Common symptoms of pinkeye include the following:
- Itchy or burning eyes
- Thick and sticky mucus around the eyes
- Swollen lymph nodes
- Slightly blurry vision
Where You Can Catch Pinkeye From
Pinkeye can be caused by an allergy, by bacteria like Streptococcus pneumoniae and Staphylococcus aureus, or by a contagious virus. In the case of the latter, it’s usually by hand-to-eye contact after one touches an infected surface.
How to Protect Yourself from Pinkeye
You can sufficiently protect yourself and your family from pinkeye by keeping your surroundings clean. Reduce the chances of anyone getting allergic conjunctivitis by cleaning your home of common allergens, like dust mites and mold. If someone catches bacterial conjunctivitis, the condition can be treated with topical antibiotics. For viral conjunctivitis, however, you can let the infection run its course and relieve pain or itchy eyes with eye drops. Avoid the viral type of pinkeye by keeping your hands clean and minimizing how often you touch your eyes.

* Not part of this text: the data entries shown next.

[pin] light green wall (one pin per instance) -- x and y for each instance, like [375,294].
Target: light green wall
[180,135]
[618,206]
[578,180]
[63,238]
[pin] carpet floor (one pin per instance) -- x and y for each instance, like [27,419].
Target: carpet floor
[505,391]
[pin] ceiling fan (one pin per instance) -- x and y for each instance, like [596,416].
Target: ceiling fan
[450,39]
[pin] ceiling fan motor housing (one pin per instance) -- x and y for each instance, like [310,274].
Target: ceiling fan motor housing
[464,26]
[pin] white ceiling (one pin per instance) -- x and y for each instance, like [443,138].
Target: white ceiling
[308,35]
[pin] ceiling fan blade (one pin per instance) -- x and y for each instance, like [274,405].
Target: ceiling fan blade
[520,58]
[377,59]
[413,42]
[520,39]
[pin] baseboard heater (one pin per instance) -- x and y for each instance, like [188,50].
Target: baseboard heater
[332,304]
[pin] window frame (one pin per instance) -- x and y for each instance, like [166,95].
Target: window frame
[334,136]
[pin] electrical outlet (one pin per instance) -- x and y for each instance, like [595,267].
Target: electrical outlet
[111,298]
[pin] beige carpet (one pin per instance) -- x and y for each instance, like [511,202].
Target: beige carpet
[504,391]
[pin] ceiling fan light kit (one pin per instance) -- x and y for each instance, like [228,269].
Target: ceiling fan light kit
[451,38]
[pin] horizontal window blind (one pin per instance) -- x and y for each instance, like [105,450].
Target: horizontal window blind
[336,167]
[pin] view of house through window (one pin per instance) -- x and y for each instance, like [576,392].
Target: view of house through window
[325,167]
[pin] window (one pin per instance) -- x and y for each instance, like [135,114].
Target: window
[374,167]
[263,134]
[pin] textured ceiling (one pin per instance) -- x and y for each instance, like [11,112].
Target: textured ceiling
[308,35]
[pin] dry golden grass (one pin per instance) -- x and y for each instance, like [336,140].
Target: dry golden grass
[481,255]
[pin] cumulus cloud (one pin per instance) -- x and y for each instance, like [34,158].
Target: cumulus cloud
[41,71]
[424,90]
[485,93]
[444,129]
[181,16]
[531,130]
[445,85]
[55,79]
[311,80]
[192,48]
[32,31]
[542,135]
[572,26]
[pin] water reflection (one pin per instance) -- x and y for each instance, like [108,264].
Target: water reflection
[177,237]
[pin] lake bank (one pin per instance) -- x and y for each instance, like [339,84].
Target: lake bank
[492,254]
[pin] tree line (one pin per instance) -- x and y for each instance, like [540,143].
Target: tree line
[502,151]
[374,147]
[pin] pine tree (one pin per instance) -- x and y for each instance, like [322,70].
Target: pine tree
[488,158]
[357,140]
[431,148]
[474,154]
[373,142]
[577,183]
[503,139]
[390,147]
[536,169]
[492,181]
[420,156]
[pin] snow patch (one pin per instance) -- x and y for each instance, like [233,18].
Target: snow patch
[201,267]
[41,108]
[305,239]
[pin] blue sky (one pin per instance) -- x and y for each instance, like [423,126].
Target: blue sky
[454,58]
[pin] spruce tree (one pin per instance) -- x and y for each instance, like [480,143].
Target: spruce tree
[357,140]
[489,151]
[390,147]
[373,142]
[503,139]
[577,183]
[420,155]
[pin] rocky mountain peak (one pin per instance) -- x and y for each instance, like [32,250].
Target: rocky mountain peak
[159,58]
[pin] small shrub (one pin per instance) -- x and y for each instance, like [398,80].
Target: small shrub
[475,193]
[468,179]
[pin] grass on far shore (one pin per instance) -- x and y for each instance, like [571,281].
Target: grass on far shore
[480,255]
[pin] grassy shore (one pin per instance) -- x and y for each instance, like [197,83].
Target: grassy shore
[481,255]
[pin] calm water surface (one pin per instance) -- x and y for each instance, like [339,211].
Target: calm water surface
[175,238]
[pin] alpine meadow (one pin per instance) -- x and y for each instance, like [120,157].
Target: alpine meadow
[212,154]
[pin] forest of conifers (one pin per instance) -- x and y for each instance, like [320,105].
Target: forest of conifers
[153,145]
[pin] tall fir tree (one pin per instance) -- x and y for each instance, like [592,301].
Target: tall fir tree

What Is Viral Gastroenteritis?
Viral gastroenteritis results in the inflammation of one’s stomach and both the small and large intestines. It’s commonly known as “stomach flu,” but it is not instigated by any of the influenza viruses. At best it can cause discomfort in healthy people. But at worst, it can have serious effects on infants, the elderly, and the immunocompromised.
Noteworthy symptoms of viral gastroenteritis are the following:
- Abdominal pains or cramps
- Watery diarrhea
- Low fever
Where You Can Catch Viral Gastroenteritis From
This type of gastroenteritis is highly contagious, and it is usually caused by contact with contaminated surfaces. Some examples are drinking from a contaminated glass or touching kitchen utensils held by an infected person who did not wash their hands. Certain food items, like shellfish and crustaceans, may also be contaminated because of exposure to sewage.
How to Protect Yourself from Viral Gastroenteritis
Hygienic practices in food preparation are the best way to prevent viral gastroenteritis. Discourage the sharing of containers and utensils, and make sure that all surfaces where food is prepared are left clean. Encourage everyone who is about to eat or handle food to wash their hands prior, especially if they are coming from the bathroom.
Now’s the Time to Take Extra Precaution
Your approach to combating infectious diseases should be all-around. Clean and sanitize surfaces and objects, and protect yourself properly against infection by consistently observing established hand hygiene practices and by wearing protective gear when necessary.
Do what you can to stop the spread of pathogens, whether they come from other persons or from contaminated surfaces or objects. Stay informed so that you and your loved ones of all ages can stay safe and healthy!